BREAKING DOWN 'Coefficient of Determination'
The coefficient of determination is used to explain how much variability of one factor can be caused by its relationship to another factor. It is relied on heavily in trend analysis and is represented as a value between zero and one. The closer the value is to one, the better the fit, or relationship, between the two factors. The coefficient of determination is the square of the correlation coefficient, also known as "R," which allows it to display the degree of linear correlation between two variables.
The correlation is known as the "goodness of fit." A value of one indicates a perfect fit, and therefore it is a very reliable model for future forecasts.
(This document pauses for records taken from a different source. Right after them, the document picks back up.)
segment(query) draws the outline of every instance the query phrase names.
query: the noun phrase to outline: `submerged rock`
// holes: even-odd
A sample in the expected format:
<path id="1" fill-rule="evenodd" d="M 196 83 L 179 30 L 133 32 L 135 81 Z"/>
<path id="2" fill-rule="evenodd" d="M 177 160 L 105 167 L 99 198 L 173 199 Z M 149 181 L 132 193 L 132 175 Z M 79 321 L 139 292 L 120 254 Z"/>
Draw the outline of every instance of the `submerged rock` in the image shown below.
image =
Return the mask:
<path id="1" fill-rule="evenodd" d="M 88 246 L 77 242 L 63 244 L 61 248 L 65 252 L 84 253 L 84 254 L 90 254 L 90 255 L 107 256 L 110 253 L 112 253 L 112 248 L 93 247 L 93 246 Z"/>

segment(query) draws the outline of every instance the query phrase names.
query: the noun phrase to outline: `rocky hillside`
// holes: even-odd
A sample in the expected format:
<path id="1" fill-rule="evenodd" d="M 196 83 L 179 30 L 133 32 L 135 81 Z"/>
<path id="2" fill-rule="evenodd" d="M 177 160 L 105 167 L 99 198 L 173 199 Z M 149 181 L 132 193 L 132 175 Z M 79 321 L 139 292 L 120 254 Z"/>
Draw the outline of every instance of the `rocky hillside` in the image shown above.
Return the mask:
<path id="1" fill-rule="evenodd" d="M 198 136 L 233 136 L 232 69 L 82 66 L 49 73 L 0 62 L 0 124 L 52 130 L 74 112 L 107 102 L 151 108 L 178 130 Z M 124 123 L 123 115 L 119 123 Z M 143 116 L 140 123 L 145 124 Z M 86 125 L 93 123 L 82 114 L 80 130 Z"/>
A value of zero, on the other hand, would indicate that the model fails to accurately model the data.
Analyzing the Coefficient of Determination
The coefficient of determination is the square of the correlation between the predicted scores in a data set versus the actual set of scores. It can also be expressed as the square of the correlation between X and Y scores, with the X being the independent variable and the Y being the dependent variable.
Regardless of representation, an R-squared equal to zero means that the dependent variable cannot be predicted using the independent variable. Conversely, if it equals one, it means that the dependent of variable is always predicted by the independent variable. A coefficient of determination that falls within this range measures the extent that the dependent variable is predicted by the independent variable. An R-squared of 0.20, for example, means that 20% of the dependent variable is predicted by the independent variable.
What Is the Goodness of Fit?
The goodness of fit, or the degree of linear correlation, measures the distance between a fitted line on a graph and all the data points that are scattered around the graph. The tight set of data will have a regression line that's very close to the points and have a high level of fit, meaning that the distance between the line and the data is very small. A good fit has an R-squared that is close to one.
However, R-squared is unable to determine whether the data points or predictions are biased. It also doesn't tell the analyst or user whether the coefficient of determination value is good or not. A low R-squared is not bad, for example, and it's up to the person to make a decision based on the R-squared number.